Computer simulations created by climate modelers are now in sync with old, mouldy narratives. A new source of an old prophecy has emerged. Doom is upon us. The scientist’s computer tells us so.

But let us remind ourselves that these modelers are not, in fact, “scientists” in the normal sense of that word. Here’s what eminent physicist, Freeman Dyson, has to say in this regard:

I have studied the climate models and I know what they can do…They do not begin to describe the real world that we live in.

The real world is muddy and messy and full of things that we do not yet understand. It is much easier for a scientist to sit in an air-conditioned building and run computer models, than to put on winter clothes and measure what is really happening outside in the swamps and the clouds. That is why the climate model experts end up believing their own models.

When responding to a questionnaire a few years ago, Intergovernmental Panel on Climate Change (IPCC) insiders expressed concern about climate models – even though the questionnaire made no mention of them.

You can read lengthy quotes here, but suffice it to say that some IPCC personnel think that model “deficiencies are [being] airbrushed,” that “fundamental problems” are being hidden, that “known limitations” are being disregarded, and that the public is being misled regarding what climate models can and cannot tell us.

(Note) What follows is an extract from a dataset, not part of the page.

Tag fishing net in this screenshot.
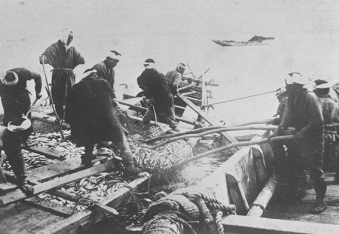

Empirical, observed, measured data – collected out there in Dyson’s real world – suggests there’s little reason for immediate concern. According to this data, temperatures are not shooting up dramatically even though human-generated greenhouse gas emissions have continued to increase. In fact, there has been no global warming worth mentioning for 16 years.

So here’s something to consider in these final days of 2013. Humanity is currently spending mountains of money – and devoting the brainpower of tens of thousands of our best and brightest – to fighting climate change.

But the scientific basis for these actions is weak. Instead, the human propensity to believe in sin, punishment, and prophecy provides a better explanation of what’s going on.